Rekordaufträge und ein kaufwilliger Chef — bei 2G Energy herrscht Aufbruchstimmung. Während der Kurs nach einer massiven Rallye durchatmet, setzt das Management ein deutliches Zeichen. CEO Pablo Hofelich kaufte in der vergangenen Woche eigene Aktien für rund 65.000 Euro.

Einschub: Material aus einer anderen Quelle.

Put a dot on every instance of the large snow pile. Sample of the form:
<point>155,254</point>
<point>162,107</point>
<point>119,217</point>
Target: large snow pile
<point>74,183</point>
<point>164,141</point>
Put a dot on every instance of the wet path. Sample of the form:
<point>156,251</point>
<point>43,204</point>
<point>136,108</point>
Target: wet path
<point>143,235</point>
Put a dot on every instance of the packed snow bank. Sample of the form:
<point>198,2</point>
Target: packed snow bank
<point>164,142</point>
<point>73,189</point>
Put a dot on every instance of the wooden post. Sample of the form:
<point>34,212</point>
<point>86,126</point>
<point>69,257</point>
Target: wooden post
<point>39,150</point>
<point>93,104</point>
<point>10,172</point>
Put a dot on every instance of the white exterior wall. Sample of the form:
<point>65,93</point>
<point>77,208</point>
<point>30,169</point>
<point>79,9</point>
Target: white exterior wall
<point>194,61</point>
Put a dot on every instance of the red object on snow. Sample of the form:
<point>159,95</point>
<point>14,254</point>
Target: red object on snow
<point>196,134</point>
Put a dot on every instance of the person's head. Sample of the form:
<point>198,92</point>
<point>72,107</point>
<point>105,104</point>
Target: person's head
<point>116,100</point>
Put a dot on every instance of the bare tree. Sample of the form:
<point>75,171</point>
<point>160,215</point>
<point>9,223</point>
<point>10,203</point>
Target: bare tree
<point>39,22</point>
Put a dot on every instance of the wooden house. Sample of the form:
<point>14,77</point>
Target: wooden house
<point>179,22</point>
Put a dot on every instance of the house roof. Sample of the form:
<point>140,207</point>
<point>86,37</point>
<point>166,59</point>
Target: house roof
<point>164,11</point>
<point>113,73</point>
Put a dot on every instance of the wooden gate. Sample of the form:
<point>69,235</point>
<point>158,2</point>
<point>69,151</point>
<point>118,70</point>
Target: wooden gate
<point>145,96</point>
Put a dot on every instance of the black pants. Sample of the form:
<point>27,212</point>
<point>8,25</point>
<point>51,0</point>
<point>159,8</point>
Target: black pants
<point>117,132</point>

Rekordjagd bei den Aufträgen

Der Spezialist für Kraft-Wärme-Kopplung profitiert von einer enormen Nachfrage. Im ersten Halbjahr 2026 sammelte das Unternehmen Bestellungen über mehr als 400 Millionen Euro ein. Für das Gesamtjahr peilt der Vorstand nun mindestens 725 Millionen Euro an. Im Vorjahr lag dieser Wert noch bei 232 Millionen Euro.

Besonders das Geschäft in Nordamerika floriert. 2G Energy liefert containerisierte Kraftwerke für Rechenzentren, die eine netzunabhängige Stromversorgung benötigen. Parallel dazu treibt die Nachfrage nach Biogas-Anlagen in Deutschland das Wachstum voran.

Analysten heben das Kursziel

Die Experten von SMC-Research reagieren auf diese Dynamik. Sie erhöhten das Kursziel von 78,00 auf 80,00 Euro. Das entspricht einem deutlichen Aufwärtspotenzial gegenüber dem aktuellen Kurs von 62,50 Euro.

Technisch befindet sich der Titel in einer Konsolidierungsphase. Die Aktie notiert aktuell knapp unter dem 50-Tage-Durchschnitt von 63,51 Euro. Seit Jahresbeginn legte der Kurs dennoch um fast 71 Prozent zu.

Margen sollen weiter steigen

Für das laufende Geschäftsjahr rechnet 2G Energy mit einem Umsatz am oberen Ende der Spanne von 450 bis 490 Millionen Euro. Die EBIT-Marge soll dabei bis zu 10,5 Prozent erreichen. Das Management blickt bereits weiter in die Zukunft.

Im Jahr 2027 will das Unternehmen Erlöse von bis zu 620 Millionen Euro erzielen. Dabei soll die Marge auf über 11 Prozent klettern. Die technologische Basis bilden wasserstofffähige Anlagen für eine klimaneutrale Energieversorgung.